Egyptian officials have announced the discovery of at least 100 ancient coffins – some with mummies inside – and some 40 gilded statues in a vast pharaonic necropolis south of the capital, Cairo.
Colourful, sealed sarcophagi and statues that were buried more than 2,500 years ago were displayed on Saturday in a makeshift exhibit at the feet of the famed Step Pyramid of Djoser at Saqqara.
Archaeologists opened a coffin with a well-preserved mummy wrapped in cloth inside. They also carried out x‐raying visualising the structures of the ancient mummy, showing how the body had been preserved.
Tourism and Antiquities Minister Khaled El-Anany told a news conference that the discovered items date back to the Ptolemaic dynasty that ruled Egypt for some 300 years – from around 320 BC to about 30 BC, and the Late Period (664-332 BC).
The Saqqara site is part of the necropolis at Egypt’s ancient capital of Memphis that includes the famed Giza Pyramids, as well as smaller pyramids at Abu Sir, Dahshur and Abu Ruwaysh. The ruins of Memphis were designated a UNESCO World Heritage site in the 1970s.
“Saqqara has yet to reveal all of its contents. It is a treasure,” El-Anany said. “Excavations are still under way. Whenever we empty a burial shaft of sarcophagi, we find an entrance to another.”
The minister said authorities would move the artefacts to at least three Cairo museums including the Grand Egyptian Museum that Egypt is building near the Giza Pyramids.

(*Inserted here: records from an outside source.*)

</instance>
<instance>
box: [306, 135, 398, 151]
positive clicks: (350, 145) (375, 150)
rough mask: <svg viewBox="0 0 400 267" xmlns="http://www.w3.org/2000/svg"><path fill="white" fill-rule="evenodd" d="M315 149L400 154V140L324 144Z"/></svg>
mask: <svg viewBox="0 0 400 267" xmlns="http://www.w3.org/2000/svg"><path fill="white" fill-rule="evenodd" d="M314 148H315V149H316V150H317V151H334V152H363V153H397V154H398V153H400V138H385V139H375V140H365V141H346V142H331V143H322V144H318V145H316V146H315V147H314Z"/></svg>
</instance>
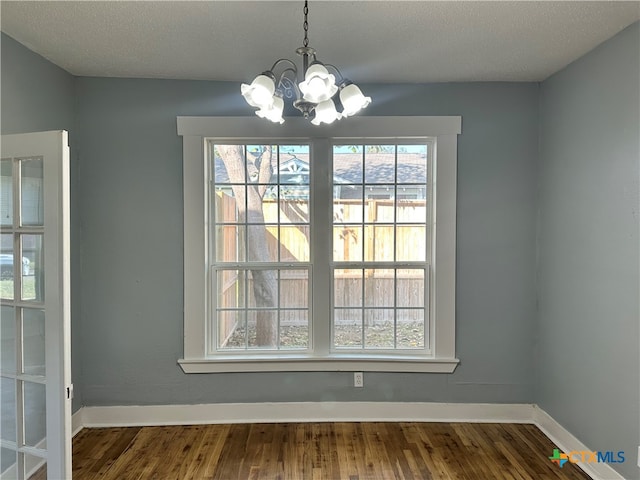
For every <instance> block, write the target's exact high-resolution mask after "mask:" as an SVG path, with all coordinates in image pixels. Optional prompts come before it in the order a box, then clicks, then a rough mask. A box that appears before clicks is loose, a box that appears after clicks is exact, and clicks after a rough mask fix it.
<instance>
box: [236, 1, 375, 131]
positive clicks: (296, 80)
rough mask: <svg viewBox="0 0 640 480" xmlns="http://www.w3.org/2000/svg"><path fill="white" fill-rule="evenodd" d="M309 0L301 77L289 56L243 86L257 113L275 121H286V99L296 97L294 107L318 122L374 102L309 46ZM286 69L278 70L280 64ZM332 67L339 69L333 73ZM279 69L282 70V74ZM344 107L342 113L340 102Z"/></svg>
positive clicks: (313, 121)
mask: <svg viewBox="0 0 640 480" xmlns="http://www.w3.org/2000/svg"><path fill="white" fill-rule="evenodd" d="M308 13H309V7H308V1H307V0H305V2H304V23H303V28H304V41H303V46H302V47H299V48H298V49H296V53H297V54H298V55H300V56H301V57H302V70H301V79H299V78H298V72H299V71H298V68H297V66H296V64H295V63H294V62H293V61H291V60H289V59H286V58H281V59H279V60H277V61H276V62H275V63H274V64H273V66H272V67H271V69H270V70H267V71H265V72H262V73H261V74H260V75H258V76H257V77H256V78H254V80H253V81H252V82H251V84H246V83H243V84H242V85H241V87H240V91H241V93H242V96H243V97H244V99H245V100H246V101H247V103H248V104H249V105H251V106H252V107H254V108H257V110H256V112H255V113H256V115H258V116H259V117H260V118H265V119H267V120H270V121H272V122H275V123H284V118H283V116H282V115H283V112H284V98H287V99H294V100H293V106H294V107H295V108H296V109H298V110H299V111H300V112H302V114H303V115H304V117H305V118H307V119H311V123H312V124H314V125H320V124H322V123H333V122H334V121H336V120H340V119H341V118H346V117H350V116H353V115H355V114H356V113H358V112H359V111H360V110H362V109H363V108H366V107H367V106H368V105H369V104H370V103H371V97H365V96H364V95H363V93H362V91H361V90H360V88H358V86H357V85H355V84H354V83H352V82H351V81H350V80H348V79H346V78H344V77H343V76H342V74H341V73H340V71H339V70H338V68H337V67H335V66H334V65H331V64H328V63H322V62H320V61H318V60H317V58H316V51H315V50H314V49H313V48H311V47H309V38H308V36H307V33H308V29H309V24H308V22H307V15H308ZM283 64H284V65H286V67H285V68H281V70H277V68H278V67H281V66H282V65H283ZM329 68H330V69H332V70H333V71H335V74H334V73H330V72H329ZM276 71H280V73H279V76H277V75H276V73H275V72H276ZM337 104H338V105H339V106H340V107H341V108H342V111H341V112H339V111H338V108H336V105H337Z"/></svg>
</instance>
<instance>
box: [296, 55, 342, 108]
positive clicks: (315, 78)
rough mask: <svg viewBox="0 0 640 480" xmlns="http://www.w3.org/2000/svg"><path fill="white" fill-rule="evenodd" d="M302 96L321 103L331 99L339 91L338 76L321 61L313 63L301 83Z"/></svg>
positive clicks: (319, 102)
mask: <svg viewBox="0 0 640 480" xmlns="http://www.w3.org/2000/svg"><path fill="white" fill-rule="evenodd" d="M300 91H301V92H302V98H304V99H305V100H306V101H308V102H313V103H320V102H324V101H325V100H329V99H330V98H331V97H333V96H334V95H335V94H336V92H337V91H338V87H337V86H336V77H335V76H334V75H333V74H331V73H329V71H328V70H327V68H326V67H325V66H324V65H322V64H321V63H314V64H312V65H311V66H310V67H309V68H308V69H307V72H306V73H305V76H304V82H301V83H300Z"/></svg>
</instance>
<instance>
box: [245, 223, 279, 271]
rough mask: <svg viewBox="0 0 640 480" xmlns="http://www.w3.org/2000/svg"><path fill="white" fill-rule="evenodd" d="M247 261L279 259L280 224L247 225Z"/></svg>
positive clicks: (274, 260)
mask: <svg viewBox="0 0 640 480" xmlns="http://www.w3.org/2000/svg"><path fill="white" fill-rule="evenodd" d="M246 229H247V261H248V262H277V261H278V248H279V239H278V226H277V225H247V227H246Z"/></svg>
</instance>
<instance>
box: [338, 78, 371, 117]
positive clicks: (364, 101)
mask: <svg viewBox="0 0 640 480" xmlns="http://www.w3.org/2000/svg"><path fill="white" fill-rule="evenodd" d="M340 102H341V103H342V107H343V108H344V111H343V112H342V116H343V117H345V118H346V117H350V116H351V115H355V114H356V113H358V112H359V111H360V110H362V109H363V108H365V107H366V106H367V105H369V104H370V103H371V97H365V96H364V95H363V94H362V91H361V90H360V89H359V88H358V86H357V85H355V84H353V83H350V84H348V85H346V86H345V87H343V88H341V89H340Z"/></svg>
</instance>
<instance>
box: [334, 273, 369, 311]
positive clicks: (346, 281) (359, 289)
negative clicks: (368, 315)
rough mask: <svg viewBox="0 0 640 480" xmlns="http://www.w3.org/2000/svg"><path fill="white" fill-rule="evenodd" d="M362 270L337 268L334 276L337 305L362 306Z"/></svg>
mask: <svg viewBox="0 0 640 480" xmlns="http://www.w3.org/2000/svg"><path fill="white" fill-rule="evenodd" d="M362 285H363V283H362V270H361V269H357V270H347V269H344V270H341V269H336V270H335V271H334V276H333V288H334V290H333V292H334V293H333V303H334V305H335V306H336V307H359V306H362Z"/></svg>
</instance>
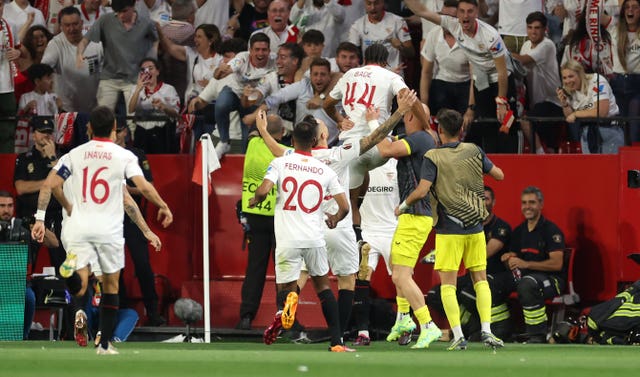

The discovery at the famed necropolis is the latest in a series of archaeological finds in Egypt. Since September, antiquities authorities revealed at least 140 sealed sarcophagi, with mummies inside most of them, in the same area of Saqqara.
Egyptian archaeologists found other “shafts full of coffins, well-gilded, well-painted, well-decorated,” Mostafa Waziri, secretary-general of the Supreme Council of Antiquities, told reporters on Saturday.
Egypt frequently touts its archaeological discoveries in hopes of spurring a vital tourism industry that has been reeling from the political turmoil following the 2011 popular uprising that overthrew longtime ruler Hosni Mubarak. The sector was also dealt a further blow this year by the coronavirus pandemic.